6. The mounting structure of a photovoltaic module according to claim 5, wherein:

the number of the first studs (17) is at least two, the number of the first through holes (19) is equal to the number of the first studs (17) and corresponds to the first studs one by one, and the number of the first openings (21) is equal to the number of the first through holes (19) and corresponds to the first through holes one by one;

And/or the number of the second studs (18) is at least two, the number of the second through holes (20) is equal to the number of the second studs (18) and corresponds to the second studs one by one, and the number of the second openings (22) is equal to the number of the second through holes (20) and corresponds to the second through holes one by one.
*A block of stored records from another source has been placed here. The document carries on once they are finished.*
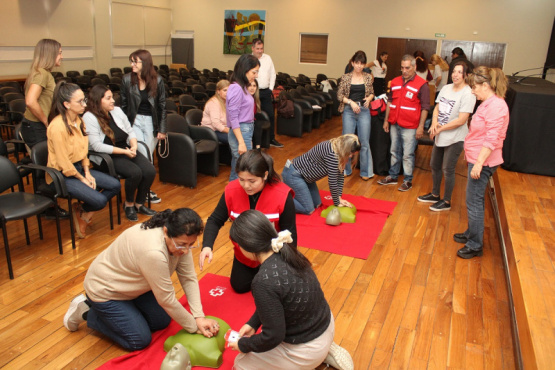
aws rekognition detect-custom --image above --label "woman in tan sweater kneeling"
[64,208,219,351]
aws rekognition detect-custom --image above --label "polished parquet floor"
[0,117,515,369]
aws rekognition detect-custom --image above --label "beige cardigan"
[84,224,204,333]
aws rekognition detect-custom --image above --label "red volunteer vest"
[225,180,293,267]
[387,75,426,129]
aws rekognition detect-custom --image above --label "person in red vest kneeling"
[199,150,297,293]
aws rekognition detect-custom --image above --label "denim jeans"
[342,106,374,177]
[228,122,254,182]
[389,124,418,182]
[430,141,464,202]
[281,159,322,215]
[87,291,171,351]
[464,163,497,250]
[133,114,158,162]
[64,163,121,212]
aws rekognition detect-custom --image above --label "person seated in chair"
[200,80,229,144]
[83,85,156,221]
[46,81,121,238]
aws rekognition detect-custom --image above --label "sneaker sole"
[429,206,451,212]
[64,295,86,332]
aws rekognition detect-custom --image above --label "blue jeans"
[64,163,121,212]
[87,291,171,351]
[133,114,158,162]
[281,159,322,215]
[389,124,418,182]
[228,122,254,182]
[464,163,498,250]
[342,106,374,177]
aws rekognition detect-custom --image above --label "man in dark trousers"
[252,39,283,148]
[447,46,474,84]
[378,54,430,191]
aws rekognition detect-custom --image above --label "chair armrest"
[189,125,218,142]
[17,163,69,198]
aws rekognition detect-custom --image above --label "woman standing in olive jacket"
[121,49,166,203]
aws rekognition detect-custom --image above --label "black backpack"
[278,91,295,118]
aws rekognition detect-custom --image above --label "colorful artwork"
[224,10,266,54]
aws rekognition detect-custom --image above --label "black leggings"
[101,151,156,204]
[229,256,259,293]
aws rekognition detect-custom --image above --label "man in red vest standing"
[378,54,430,191]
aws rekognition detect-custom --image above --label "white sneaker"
[324,342,355,370]
[64,294,90,331]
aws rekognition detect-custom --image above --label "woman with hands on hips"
[337,50,374,181]
[47,81,121,238]
[83,85,156,221]
[225,210,353,370]
[453,66,509,259]
[64,208,219,351]
[225,54,260,181]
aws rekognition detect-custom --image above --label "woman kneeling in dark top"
[199,150,297,293]
[229,210,353,370]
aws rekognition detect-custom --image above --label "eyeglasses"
[77,98,87,107]
[174,236,200,251]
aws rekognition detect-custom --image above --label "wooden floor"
[0,117,515,369]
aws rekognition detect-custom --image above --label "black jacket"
[121,73,166,137]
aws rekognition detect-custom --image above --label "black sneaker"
[453,233,468,244]
[430,199,451,212]
[270,139,283,148]
[416,193,441,203]
[148,191,162,204]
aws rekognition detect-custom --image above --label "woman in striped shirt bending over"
[282,134,360,215]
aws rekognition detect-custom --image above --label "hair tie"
[272,230,293,253]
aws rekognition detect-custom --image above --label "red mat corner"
[297,190,397,259]
[99,274,255,370]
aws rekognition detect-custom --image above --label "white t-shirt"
[435,84,476,147]
[370,60,387,78]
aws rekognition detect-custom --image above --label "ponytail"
[229,209,311,272]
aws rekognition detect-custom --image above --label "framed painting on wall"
[224,10,266,55]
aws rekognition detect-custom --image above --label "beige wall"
[172,0,555,77]
[0,0,555,77]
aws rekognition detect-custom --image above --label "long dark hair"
[376,51,389,68]
[229,54,260,90]
[48,81,87,136]
[86,85,116,144]
[129,49,158,97]
[141,208,204,238]
[229,209,311,272]
[235,149,281,185]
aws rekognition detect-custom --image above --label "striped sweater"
[292,141,343,206]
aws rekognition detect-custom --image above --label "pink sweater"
[200,98,226,132]
[464,95,509,167]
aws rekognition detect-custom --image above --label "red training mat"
[99,274,255,370]
[297,190,397,259]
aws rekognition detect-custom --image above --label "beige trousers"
[233,314,335,370]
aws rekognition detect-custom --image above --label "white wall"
[171,0,555,77]
[0,0,555,77]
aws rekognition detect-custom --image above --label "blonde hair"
[430,54,449,71]
[25,39,62,89]
[330,134,360,171]
[210,80,230,114]
[468,66,508,98]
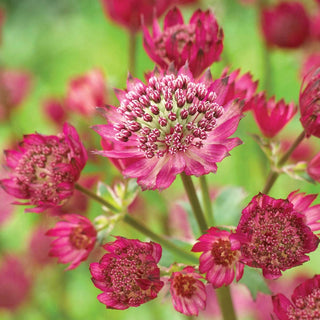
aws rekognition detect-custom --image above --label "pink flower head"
[272,275,320,320]
[143,8,223,78]
[46,213,97,270]
[90,237,163,310]
[169,267,207,316]
[0,69,31,120]
[65,70,107,117]
[251,92,297,138]
[0,123,87,212]
[93,68,241,189]
[191,227,244,288]
[0,256,31,311]
[101,0,172,32]
[234,192,320,279]
[261,1,309,48]
[299,67,320,138]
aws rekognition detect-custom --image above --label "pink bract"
[90,237,163,310]
[191,227,244,288]
[272,275,320,320]
[251,92,297,138]
[261,1,310,48]
[169,267,207,316]
[143,8,223,78]
[46,213,97,270]
[101,0,173,32]
[65,69,107,117]
[93,68,241,189]
[299,67,320,138]
[233,191,320,279]
[0,123,87,212]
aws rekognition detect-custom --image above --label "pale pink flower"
[143,8,223,78]
[0,123,87,212]
[46,213,97,270]
[90,237,163,310]
[93,68,241,189]
[191,227,244,288]
[169,266,207,316]
[233,192,320,279]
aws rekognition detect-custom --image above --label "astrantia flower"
[272,275,320,320]
[94,68,241,189]
[299,68,320,138]
[251,92,297,138]
[191,227,244,288]
[234,192,320,279]
[65,69,107,117]
[169,267,207,316]
[0,123,87,212]
[90,237,163,310]
[46,213,97,270]
[261,1,309,48]
[143,8,223,78]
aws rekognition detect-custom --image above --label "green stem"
[180,172,208,233]
[199,176,214,226]
[262,131,305,194]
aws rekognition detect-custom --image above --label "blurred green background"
[0,0,320,320]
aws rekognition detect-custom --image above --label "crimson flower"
[299,67,320,137]
[143,8,223,78]
[191,227,244,288]
[233,192,320,279]
[261,1,310,48]
[90,237,163,310]
[93,68,241,189]
[46,213,97,270]
[272,275,320,320]
[251,92,297,138]
[169,266,207,316]
[0,123,87,212]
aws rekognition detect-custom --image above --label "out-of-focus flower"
[143,8,223,78]
[0,255,31,311]
[169,267,207,316]
[90,237,163,310]
[93,68,241,189]
[0,69,31,120]
[191,227,244,288]
[261,1,310,48]
[65,69,107,117]
[101,0,172,32]
[233,192,320,279]
[299,67,320,138]
[0,123,87,212]
[46,213,97,270]
[251,92,297,138]
[272,275,320,320]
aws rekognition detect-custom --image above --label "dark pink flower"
[251,92,297,138]
[0,123,87,212]
[143,8,223,78]
[90,237,163,310]
[299,67,320,137]
[101,0,172,32]
[46,213,97,270]
[0,255,31,311]
[65,69,107,117]
[0,69,31,120]
[234,192,320,279]
[93,68,241,189]
[272,275,320,320]
[261,1,309,48]
[191,227,244,288]
[169,267,207,316]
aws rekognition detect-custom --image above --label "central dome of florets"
[114,74,223,158]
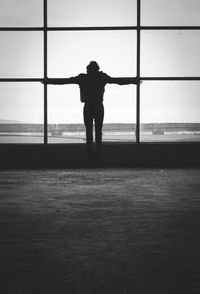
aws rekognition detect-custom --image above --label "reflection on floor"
[0,168,200,294]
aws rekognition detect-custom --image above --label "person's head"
[87,61,99,75]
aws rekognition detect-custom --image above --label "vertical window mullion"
[43,0,48,144]
[136,0,141,143]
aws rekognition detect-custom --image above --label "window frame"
[0,0,200,144]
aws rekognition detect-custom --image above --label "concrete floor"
[0,169,200,294]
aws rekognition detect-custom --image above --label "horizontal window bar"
[140,26,200,31]
[0,26,200,31]
[0,78,43,82]
[0,77,200,82]
[140,77,200,81]
[0,27,44,31]
[47,26,137,31]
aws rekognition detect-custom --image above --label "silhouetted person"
[43,61,138,160]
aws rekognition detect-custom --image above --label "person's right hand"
[41,78,49,85]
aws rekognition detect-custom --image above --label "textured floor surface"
[0,169,200,294]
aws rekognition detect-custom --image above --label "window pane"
[48,31,136,77]
[141,0,200,26]
[48,85,136,143]
[141,81,200,142]
[141,31,200,76]
[0,32,43,78]
[48,0,136,27]
[0,83,44,143]
[0,0,43,27]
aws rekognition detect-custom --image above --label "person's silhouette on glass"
[45,61,138,160]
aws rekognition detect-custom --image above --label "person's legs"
[95,104,104,157]
[83,105,93,156]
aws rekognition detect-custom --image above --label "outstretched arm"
[43,77,77,85]
[108,77,139,85]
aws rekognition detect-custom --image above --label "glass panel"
[141,0,200,26]
[48,0,136,27]
[0,32,43,78]
[48,85,136,143]
[0,0,43,27]
[141,31,200,76]
[48,31,136,77]
[0,82,44,143]
[141,81,200,142]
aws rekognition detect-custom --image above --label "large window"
[0,0,200,144]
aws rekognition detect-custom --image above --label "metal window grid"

7. A mounting structure of a photovoltaic module according to claim 3, characterized in that:

Also comprises a cushion pad (23);

the buffer pad (23) is arranged between the inner wall of the accommodating groove (14) and the surface of the bulge (8), so that the inner wall of the accommodating groove (14) is attached to the surface of the bulge (8) through the buffer pad (23).

8. The mounting structure of a photovoltaic module according to any one of claims 2 to 7, characterized in that:

the connecting part (3) further comprises a mounting plate (24) and a connecting plate (25);

The photovoltaic module comprises a base (6), a mounting plate (24) and a second mounting hole (26) are formed in the mounting plate (24), the mounting plate (24) is fixedly connected to the base (6) through a connecting plate (25), and the photovoltaic module (1) is connected to the mounting plate (24) through a threaded fastener (27) penetrating through the second mounting hole (26).

9. The mounting structure of a photovoltaic module according to claim 8, wherein:

When base (6) include diaphragm (9), first curb plate (10) and second curb plate (11), the one end of connecting plate (25) with diaphragm (9) fixed connection, the other end orientation is kept away from the direction of diaphragm (9) extends, mounting panel (24) fixed connection be in connecting plate (25) keep away from the one end of diaphragm (9) and with diaphragm (9) are parallel.

10. The mounting structure of a photovoltaic module according to claim 8, wherein:

The second mounting hole (26) is a waist hole.